Even with all these measures diligently taken, a grower is still likely to encounter bacterial or fungal rots at one time or another. The hobbyist should be particularly careful during periods of cool, dark and damp conditions which generally happen during the winter months. As previously mentioned, these are conditions when rots can happen in greatest frequency (though of course they can and do happen during the warm times of the year). Likely rot victims are the “children of the orchid world,” those small seedlings and mericlones found in every collection. Generally, the smaller and weaker the plant, the more susceptible it is to a quick and lethal attack, though this is not to say that no healthy, flowering-sized plants have given in! Specimen plants are also possible candidates for infection, especially when they are in large pots. In the center of these pots a core of medium which is the last to dry and the first to decay can form, on top of which are normally the oldest, weakest pseudobulbs.

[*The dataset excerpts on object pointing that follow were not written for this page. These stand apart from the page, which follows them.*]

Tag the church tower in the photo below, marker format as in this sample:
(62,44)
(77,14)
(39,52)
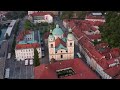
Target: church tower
(70,44)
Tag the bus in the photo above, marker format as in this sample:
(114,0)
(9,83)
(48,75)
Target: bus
(7,72)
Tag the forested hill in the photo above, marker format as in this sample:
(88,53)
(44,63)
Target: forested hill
(111,29)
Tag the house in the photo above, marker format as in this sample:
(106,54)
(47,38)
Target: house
(25,44)
(101,58)
(66,69)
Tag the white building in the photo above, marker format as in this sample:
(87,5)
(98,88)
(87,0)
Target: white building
(26,42)
(60,47)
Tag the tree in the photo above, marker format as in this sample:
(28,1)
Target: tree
(7,36)
(36,58)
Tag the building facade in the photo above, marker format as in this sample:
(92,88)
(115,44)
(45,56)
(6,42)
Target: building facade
(60,47)
(26,42)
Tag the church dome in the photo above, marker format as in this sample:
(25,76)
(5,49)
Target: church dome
(57,31)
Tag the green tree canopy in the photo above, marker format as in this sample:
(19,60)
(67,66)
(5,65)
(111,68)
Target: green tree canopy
(111,29)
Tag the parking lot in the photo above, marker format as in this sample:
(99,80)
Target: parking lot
(18,70)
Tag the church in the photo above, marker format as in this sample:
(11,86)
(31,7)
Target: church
(60,45)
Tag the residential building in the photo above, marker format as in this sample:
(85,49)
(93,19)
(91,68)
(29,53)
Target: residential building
(53,12)
(101,58)
(66,69)
(61,47)
(26,42)
(95,17)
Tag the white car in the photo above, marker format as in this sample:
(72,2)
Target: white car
(31,62)
(26,62)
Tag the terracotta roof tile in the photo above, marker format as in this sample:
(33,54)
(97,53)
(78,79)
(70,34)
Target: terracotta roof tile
(41,13)
(81,69)
(25,46)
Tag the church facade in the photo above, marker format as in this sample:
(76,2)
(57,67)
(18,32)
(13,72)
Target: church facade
(60,45)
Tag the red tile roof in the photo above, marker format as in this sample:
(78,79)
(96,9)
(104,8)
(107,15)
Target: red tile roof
(77,32)
(59,41)
(81,69)
(113,71)
(115,52)
(41,13)
(22,34)
(43,72)
(25,46)
(94,37)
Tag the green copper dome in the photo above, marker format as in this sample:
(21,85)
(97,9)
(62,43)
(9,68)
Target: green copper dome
(57,31)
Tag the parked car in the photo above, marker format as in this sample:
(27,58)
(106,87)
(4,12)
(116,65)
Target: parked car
(26,62)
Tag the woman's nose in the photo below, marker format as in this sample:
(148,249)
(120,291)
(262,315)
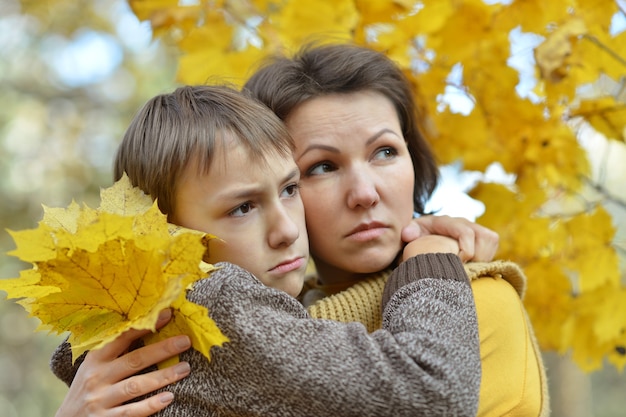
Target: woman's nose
(361,190)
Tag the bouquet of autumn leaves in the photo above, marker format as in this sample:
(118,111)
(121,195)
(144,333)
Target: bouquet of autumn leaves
(99,272)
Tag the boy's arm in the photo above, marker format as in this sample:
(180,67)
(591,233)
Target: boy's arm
(281,362)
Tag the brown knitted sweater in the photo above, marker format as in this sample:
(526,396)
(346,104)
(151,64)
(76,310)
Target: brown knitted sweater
(280,362)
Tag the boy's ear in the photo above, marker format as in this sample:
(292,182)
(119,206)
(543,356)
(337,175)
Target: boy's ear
(214,249)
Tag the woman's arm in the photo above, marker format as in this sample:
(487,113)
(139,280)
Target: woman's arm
(477,243)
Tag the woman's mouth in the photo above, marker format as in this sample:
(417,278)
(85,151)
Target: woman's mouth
(367,231)
(288,266)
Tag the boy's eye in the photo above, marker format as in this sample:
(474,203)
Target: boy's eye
(242,210)
(320,168)
(291,190)
(385,153)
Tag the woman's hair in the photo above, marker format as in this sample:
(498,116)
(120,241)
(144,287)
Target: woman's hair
(316,70)
(172,129)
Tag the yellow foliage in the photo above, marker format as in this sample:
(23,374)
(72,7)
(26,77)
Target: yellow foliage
(605,114)
(529,136)
(97,273)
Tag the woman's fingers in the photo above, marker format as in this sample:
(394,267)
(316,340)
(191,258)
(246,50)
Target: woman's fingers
(477,243)
(139,385)
(143,408)
(122,343)
(139,359)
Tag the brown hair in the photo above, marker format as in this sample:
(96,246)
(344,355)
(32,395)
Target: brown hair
(172,128)
(284,83)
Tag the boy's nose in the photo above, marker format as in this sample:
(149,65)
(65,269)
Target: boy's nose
(283,229)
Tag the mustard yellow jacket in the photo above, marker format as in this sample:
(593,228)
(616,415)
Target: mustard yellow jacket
(513,375)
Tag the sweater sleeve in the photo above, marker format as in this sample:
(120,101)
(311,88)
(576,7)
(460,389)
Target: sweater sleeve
(281,362)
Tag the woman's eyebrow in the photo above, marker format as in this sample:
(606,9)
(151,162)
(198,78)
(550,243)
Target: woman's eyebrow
(379,134)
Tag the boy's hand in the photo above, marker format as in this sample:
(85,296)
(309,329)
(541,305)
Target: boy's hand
(105,381)
(477,243)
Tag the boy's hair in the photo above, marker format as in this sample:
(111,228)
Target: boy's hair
(171,129)
(322,69)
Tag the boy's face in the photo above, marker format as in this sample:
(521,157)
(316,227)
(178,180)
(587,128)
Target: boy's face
(256,211)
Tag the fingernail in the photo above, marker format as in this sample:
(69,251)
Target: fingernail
(182,342)
(165,315)
(182,369)
(166,397)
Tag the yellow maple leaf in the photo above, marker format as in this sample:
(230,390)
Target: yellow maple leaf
(98,273)
(552,55)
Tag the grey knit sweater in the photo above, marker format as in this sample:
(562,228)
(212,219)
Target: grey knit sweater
(280,362)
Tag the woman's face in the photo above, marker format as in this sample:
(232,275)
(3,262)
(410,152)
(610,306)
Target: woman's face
(357,181)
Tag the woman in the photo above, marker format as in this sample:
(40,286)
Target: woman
(351,113)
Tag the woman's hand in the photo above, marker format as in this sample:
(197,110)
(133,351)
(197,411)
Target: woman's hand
(105,381)
(430,244)
(477,243)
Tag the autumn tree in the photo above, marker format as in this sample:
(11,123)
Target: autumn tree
(553,217)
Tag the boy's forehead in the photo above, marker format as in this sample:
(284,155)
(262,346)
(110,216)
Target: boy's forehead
(234,154)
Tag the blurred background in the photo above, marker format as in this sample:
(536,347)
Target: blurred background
(71,78)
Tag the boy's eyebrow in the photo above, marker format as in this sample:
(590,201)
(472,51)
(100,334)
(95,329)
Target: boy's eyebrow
(253,191)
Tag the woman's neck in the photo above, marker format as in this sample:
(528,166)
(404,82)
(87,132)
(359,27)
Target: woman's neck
(329,275)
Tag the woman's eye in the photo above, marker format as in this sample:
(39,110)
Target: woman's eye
(241,211)
(320,168)
(385,153)
(291,190)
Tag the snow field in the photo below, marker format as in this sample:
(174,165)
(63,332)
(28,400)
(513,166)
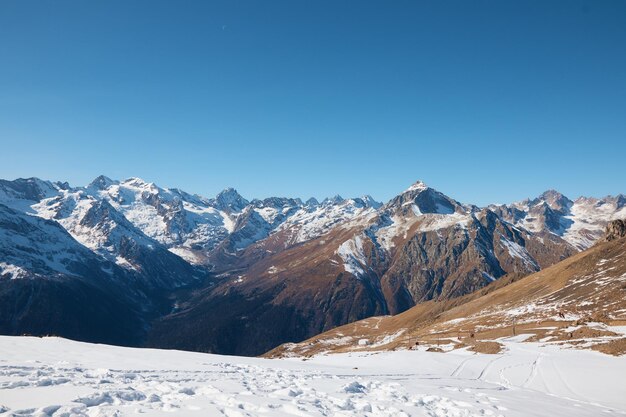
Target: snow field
(58,377)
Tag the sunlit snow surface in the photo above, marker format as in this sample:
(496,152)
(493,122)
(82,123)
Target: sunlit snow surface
(57,377)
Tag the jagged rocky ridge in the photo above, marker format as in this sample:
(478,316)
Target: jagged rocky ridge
(282,269)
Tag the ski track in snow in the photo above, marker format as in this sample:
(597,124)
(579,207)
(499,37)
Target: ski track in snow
(53,377)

Many a specimen plant has lost its beginnings, its size, and perhaps its life to black or root rots which take advantage of this situation!

Finally, spraying at regular times should be considered as part of a general program to prevent rot infection. Physan has been advised for both fungal “damping off’ and bacterial rot infections of seedlings. Consan Pacific, Inc. manufacturer of Physan, advises a monthly “preventative maintenance” spraying of Physan at the rate of 1-1 ½ teaspoons per gallon of water. In this method, a protective surface can be created on the plants to make infection less likely to happen before it starts.

Next month, the discussion will focus on the less life-threatening, although still very bothersome leaf-spotting diseases.